Could use a hand troubleshooting this specific rate-limiting issue we are encountering with the Workforce Management API. Our team publishes schedules every Tuesday at 09:00 CST, which coincides with our peak shift swap and time-off request window. Agents are actively using the self-service portal to trade shifts right up until the publishing deadline, causing a massive spike in API calls to the /api/v2/wfm/schedules/agents endpoint.
We are consistently hitting HTTP 429 Too Many Requests errors during this 30-minute window. The error response includes a Retry-After header, but implementing a simple backoff mechanism is not solving the root cause because the volume of concurrent requests from our internal scheduling tool exceeds the standard rate limits. We need to ensure that the final schedule state is locked and published without data loss or synchronization errors.
Here are the specific environment details:
- Platform: Genesys Cloud (US-East)
- API Endpoint:
POST /api/v2/wfm/schedules/{scheduleId}/agents - Error Code: 429 Too Many Requests
- Timestamp: Tuesday, 08:45 - 09:15 CST
- Client: Custom Python script using
genesys-cloud-python-sdkversion 2.5.1 - Request Volume: Approximately 1,200 agent updates in a 15-minute burst
The current retry logic waits for the duration specified in the Retry-After header, but this delays the publishing process significantly, causing agents to miss their scheduled start times. We have verified that the requests are valid and that the agent IDs match the active roster. The issue seems to be strictly related to the concurrency limit on the WFM schedule update endpoints.

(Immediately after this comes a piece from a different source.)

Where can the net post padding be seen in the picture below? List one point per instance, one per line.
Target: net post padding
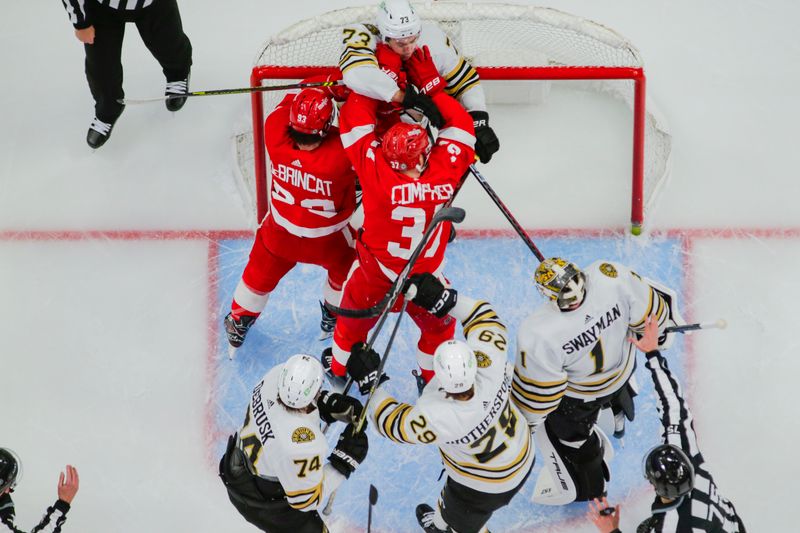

Is there a recommended best practice for handling high-volume schedule updates during peak activity periods? We are considering batching the agent updates or adjusting the publishing window to avoid the shift swap peak, but we would prefer to keep the Tuesday 09:00 CST deadline for operational consistency. Any insights on optimizing the API calls or increasing our rate limit allowance would be greatly appreciated.